St Petersburg University is the leader in the number of scientific publications on the green transition


The analytical report ‘Sources of New Industries. Green Transition in Industry and Cities’ was prepared jointly by the Centre for Strategic Research “North-West” Foundation and the Innovations and Youth Initiatives Support Fund of St Petersburg with the support of the government of St Petersburg. The project aims to identify long-term trends and prospects for the development of new industrial and technological markets and the most promising research and developments in: advanced chemistry; synthetic biology; artificial intelligence; and green technologies for industry and cities.

According to the report, St Petersburg University is the leader among research institutions in Russia in the number of scientific research papers on the subject, significantly ahead of other organisations on the list. Thus, St Petersburg University has 37 publications in Scopus-indexed journals. Research institutes of the Russian Academy of Sciences (RAS) share the second place with 25 publications. In the third place is the National Research University “Higher School of Economics” (HSE University) with 18 publications.

‘St Petersburg University is willing to take on challenges of modern society, placing great emphasis on research and developments in the interdisciplinary field of ecology and sustainable development. The University’s researchers seek to find rational solutions for preserving the environment; reducing human impact; optimising resource consumption; and creating favourable living conditions. For St Petersburg University, addressing these challenges is one of its research priorities,’ said Sergey Mikushev, Vice-Rector for Research at St Petersburg University.

Researchers at St Petersburg University have a wealth of experience in conducting projects on: atmospheric composition; carbon balance; ecosystem studies; climate modelling; as well as other climate and environmental projects.

An important contribution has been made by the Ozone Layer and Upper Atmosphere Research Laboratory at St Petersburg University. This research team focuses on the prediction of changes in the ozone layer caused by natural and anthropogenic factors; climate change; and space weather events. The researchers have discovered how planetary waves affect atmospheric dynamics and have proven that geomagnetic storms can destroy up to 25% of the Earth’s ozone layer.

The project ‘Comprehensive study of aerosol particles at the Zotino Tall Tower Observatory (ZOTTO) in central Siberia: sources, physicochemical properties and climate effect’, supported by the Russian Science Foundation, has been implemented to solve the fundamental problem of atmospheric physics, namely the effect of atmospheric aerosol on the Earth’s climate. The researchers were able to measure concentrations of: aerosol (PM10); elemental (black) carbon; organic carbon; and inorganic ions at the Zotino Tall Tower Observatory.

A significant part of the University research initiatives are Arctic research projects.
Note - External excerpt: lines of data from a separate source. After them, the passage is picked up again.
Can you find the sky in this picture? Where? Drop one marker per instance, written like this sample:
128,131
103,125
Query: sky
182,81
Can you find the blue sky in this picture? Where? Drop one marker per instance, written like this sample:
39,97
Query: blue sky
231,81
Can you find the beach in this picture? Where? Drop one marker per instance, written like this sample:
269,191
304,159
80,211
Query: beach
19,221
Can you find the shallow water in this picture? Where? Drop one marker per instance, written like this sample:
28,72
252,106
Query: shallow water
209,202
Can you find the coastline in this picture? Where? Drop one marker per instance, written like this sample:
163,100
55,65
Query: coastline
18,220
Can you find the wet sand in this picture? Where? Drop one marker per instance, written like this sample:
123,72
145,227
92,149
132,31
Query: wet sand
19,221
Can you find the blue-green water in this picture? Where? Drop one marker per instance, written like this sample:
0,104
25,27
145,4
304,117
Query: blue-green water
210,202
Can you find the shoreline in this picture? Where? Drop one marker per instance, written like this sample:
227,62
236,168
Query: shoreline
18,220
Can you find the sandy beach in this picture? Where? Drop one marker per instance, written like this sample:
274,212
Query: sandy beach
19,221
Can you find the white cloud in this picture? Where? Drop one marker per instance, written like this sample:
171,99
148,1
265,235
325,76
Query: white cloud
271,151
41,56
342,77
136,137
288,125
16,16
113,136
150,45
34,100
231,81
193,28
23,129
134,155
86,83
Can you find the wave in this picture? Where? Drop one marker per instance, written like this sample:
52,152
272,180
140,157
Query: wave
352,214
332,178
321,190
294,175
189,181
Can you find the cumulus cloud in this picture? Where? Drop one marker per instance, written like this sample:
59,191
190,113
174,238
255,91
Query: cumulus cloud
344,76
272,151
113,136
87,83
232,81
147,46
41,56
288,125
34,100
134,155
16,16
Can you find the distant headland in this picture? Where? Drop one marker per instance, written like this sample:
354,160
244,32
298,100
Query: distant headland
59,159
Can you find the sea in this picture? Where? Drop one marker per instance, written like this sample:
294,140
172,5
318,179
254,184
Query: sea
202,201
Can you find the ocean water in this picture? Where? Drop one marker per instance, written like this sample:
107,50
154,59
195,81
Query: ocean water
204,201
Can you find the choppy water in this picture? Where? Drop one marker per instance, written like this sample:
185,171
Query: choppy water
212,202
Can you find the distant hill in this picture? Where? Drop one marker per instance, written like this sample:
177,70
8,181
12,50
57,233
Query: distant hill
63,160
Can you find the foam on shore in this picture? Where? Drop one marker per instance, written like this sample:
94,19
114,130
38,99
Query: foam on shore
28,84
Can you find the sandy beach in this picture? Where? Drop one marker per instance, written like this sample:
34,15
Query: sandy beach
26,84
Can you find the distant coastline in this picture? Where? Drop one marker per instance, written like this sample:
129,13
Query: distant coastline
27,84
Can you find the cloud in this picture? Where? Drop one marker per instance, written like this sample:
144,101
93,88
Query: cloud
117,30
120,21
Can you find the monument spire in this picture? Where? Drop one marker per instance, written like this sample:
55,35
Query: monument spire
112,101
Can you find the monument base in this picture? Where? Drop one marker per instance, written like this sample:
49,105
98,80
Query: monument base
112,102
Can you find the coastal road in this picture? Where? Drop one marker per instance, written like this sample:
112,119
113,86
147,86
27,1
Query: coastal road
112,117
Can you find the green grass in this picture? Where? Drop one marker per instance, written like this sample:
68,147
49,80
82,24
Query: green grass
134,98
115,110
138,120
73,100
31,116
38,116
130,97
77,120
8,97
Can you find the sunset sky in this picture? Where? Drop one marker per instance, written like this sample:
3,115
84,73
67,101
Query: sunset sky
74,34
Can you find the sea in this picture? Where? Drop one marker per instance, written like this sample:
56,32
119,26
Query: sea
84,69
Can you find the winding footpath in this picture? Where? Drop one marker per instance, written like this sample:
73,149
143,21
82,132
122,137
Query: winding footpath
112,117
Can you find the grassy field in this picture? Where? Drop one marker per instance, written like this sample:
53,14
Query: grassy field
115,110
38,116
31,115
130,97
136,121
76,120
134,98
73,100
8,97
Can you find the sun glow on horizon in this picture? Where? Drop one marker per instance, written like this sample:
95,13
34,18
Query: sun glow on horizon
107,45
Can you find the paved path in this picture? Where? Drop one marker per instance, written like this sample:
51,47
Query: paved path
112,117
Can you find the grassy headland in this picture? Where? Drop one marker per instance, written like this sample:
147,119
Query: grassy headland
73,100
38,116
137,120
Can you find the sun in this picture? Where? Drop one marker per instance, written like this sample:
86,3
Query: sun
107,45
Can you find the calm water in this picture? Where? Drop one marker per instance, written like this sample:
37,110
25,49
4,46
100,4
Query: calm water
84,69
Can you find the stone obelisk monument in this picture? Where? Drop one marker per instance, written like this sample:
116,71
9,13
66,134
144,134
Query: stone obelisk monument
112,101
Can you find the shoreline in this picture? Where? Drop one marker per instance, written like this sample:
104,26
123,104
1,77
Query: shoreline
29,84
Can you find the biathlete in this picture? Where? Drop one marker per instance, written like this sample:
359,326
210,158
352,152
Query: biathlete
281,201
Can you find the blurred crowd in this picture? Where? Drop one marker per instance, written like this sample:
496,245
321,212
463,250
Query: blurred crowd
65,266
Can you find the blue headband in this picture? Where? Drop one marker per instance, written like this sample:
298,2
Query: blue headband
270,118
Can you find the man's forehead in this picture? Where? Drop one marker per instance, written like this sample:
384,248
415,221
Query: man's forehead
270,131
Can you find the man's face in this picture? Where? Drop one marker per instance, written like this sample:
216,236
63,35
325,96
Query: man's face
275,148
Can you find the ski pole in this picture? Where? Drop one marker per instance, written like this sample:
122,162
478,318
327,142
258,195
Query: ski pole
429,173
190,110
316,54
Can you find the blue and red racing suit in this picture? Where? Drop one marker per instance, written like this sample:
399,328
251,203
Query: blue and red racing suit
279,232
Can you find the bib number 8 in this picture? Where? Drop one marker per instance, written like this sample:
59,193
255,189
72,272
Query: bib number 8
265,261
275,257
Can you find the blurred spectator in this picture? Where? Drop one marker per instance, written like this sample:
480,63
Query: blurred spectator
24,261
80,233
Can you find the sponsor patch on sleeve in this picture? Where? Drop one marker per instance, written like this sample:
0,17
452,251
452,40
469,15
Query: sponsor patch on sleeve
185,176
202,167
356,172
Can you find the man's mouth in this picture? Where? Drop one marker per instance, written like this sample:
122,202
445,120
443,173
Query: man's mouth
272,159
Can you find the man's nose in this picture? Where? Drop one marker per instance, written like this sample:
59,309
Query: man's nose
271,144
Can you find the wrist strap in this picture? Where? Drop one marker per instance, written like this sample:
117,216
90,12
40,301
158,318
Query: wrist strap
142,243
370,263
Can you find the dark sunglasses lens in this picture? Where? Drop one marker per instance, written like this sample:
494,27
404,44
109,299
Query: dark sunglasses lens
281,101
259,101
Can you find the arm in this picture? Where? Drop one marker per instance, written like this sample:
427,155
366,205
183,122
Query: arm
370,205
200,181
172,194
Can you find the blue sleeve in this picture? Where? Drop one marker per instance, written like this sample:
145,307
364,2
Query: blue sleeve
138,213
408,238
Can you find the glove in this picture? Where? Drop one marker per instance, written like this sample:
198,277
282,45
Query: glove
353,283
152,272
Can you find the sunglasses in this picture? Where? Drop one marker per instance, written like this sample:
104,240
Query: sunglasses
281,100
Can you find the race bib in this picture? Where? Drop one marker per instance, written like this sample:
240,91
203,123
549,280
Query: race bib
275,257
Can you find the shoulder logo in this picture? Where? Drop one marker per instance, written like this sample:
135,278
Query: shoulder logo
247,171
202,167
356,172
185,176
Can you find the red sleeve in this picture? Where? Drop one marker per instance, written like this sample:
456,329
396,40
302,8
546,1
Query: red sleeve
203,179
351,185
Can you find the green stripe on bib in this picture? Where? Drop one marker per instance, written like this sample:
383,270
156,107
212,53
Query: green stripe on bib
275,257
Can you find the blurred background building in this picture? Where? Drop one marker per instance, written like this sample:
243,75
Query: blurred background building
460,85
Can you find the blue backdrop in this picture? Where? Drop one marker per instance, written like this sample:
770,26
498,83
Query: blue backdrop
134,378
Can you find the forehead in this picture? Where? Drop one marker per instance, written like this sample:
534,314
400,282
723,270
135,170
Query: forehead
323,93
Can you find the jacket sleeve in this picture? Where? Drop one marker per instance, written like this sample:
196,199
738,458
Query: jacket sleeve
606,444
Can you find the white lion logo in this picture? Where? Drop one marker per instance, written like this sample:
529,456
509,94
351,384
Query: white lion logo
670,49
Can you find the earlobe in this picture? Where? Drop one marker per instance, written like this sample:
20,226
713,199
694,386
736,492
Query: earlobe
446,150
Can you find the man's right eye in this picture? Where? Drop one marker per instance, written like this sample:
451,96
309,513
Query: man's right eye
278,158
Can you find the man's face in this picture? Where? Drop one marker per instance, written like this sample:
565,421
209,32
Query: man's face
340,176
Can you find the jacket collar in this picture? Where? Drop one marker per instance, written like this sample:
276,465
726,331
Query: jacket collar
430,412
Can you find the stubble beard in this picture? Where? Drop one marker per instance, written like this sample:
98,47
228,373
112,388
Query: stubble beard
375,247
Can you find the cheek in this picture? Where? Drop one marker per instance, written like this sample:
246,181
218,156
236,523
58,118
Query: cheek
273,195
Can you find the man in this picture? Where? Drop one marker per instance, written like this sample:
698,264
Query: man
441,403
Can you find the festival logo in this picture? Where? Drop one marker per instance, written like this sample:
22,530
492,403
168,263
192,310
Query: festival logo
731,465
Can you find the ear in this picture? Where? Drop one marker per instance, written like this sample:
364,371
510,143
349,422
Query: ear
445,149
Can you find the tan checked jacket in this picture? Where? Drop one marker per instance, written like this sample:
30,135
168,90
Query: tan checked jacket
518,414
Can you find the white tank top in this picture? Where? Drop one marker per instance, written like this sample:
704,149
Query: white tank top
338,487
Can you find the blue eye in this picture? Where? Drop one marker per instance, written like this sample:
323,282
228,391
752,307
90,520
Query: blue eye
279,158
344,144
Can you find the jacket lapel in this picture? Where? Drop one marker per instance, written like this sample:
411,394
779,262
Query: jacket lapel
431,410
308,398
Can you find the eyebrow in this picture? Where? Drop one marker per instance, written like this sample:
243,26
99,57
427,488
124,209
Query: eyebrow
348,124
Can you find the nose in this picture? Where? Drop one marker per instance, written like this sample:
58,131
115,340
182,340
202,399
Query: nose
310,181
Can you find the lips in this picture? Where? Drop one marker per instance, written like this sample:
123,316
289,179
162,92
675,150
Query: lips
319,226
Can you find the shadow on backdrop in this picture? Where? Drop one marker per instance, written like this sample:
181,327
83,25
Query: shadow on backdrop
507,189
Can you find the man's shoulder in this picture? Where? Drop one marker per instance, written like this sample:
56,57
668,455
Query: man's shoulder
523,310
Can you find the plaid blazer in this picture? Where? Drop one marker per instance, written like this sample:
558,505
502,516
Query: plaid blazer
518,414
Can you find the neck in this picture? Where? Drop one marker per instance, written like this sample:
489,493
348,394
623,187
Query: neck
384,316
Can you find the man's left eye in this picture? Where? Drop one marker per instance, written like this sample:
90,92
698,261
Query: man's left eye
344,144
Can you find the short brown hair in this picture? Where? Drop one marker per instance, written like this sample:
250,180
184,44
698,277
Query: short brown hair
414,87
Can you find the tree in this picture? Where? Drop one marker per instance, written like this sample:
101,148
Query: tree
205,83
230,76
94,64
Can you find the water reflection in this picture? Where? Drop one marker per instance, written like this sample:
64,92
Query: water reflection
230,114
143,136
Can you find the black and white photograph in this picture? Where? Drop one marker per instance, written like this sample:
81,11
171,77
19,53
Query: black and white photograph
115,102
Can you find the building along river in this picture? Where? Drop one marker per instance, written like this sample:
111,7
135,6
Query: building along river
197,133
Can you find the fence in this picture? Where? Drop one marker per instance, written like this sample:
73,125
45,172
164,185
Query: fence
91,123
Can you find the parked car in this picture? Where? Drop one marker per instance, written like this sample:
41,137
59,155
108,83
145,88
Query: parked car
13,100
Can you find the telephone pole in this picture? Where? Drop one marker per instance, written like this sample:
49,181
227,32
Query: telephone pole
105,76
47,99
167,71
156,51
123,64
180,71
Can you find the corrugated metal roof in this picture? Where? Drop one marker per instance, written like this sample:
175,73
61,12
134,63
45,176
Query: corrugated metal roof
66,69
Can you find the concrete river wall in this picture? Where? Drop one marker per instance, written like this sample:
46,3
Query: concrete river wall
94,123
In particular, the University researchers have studied the key parameters of the carbon cycle in cryogenic ecosystems; generated databases of the water quality parameters of rivers and lakes in the Arctic; and run ecosystem simulation modelling to predict ecosystem dynamics under projected climate warming.

There are research and development initiatives underway that focus on developing measures to adapt the economy and the social sphere to climate change and on promising climate technology projects.

St Petersburg University have implemented a number of research projects on ecosystems of St Petersburg and the Leningrad Region, aiming to: determine carbon stocks in soils; analyse the composition of gases and aerosols in the atmosphere; generate an inventory of greenhouse gas emissions; and comprehensively assess the condition of water bodies. Within the framework of the project ‘From carbon polygon to carbon farm: The potential and ways of developing the sequestration carbon industry in the Leningrad Region and St Petersburg’, a team of St Petersburg researchers seek to address a number of interdisciplinary issues in order to assess the potential and ways to develop the carbon capture and storage industry in the Leningrad Region and St Petersburg.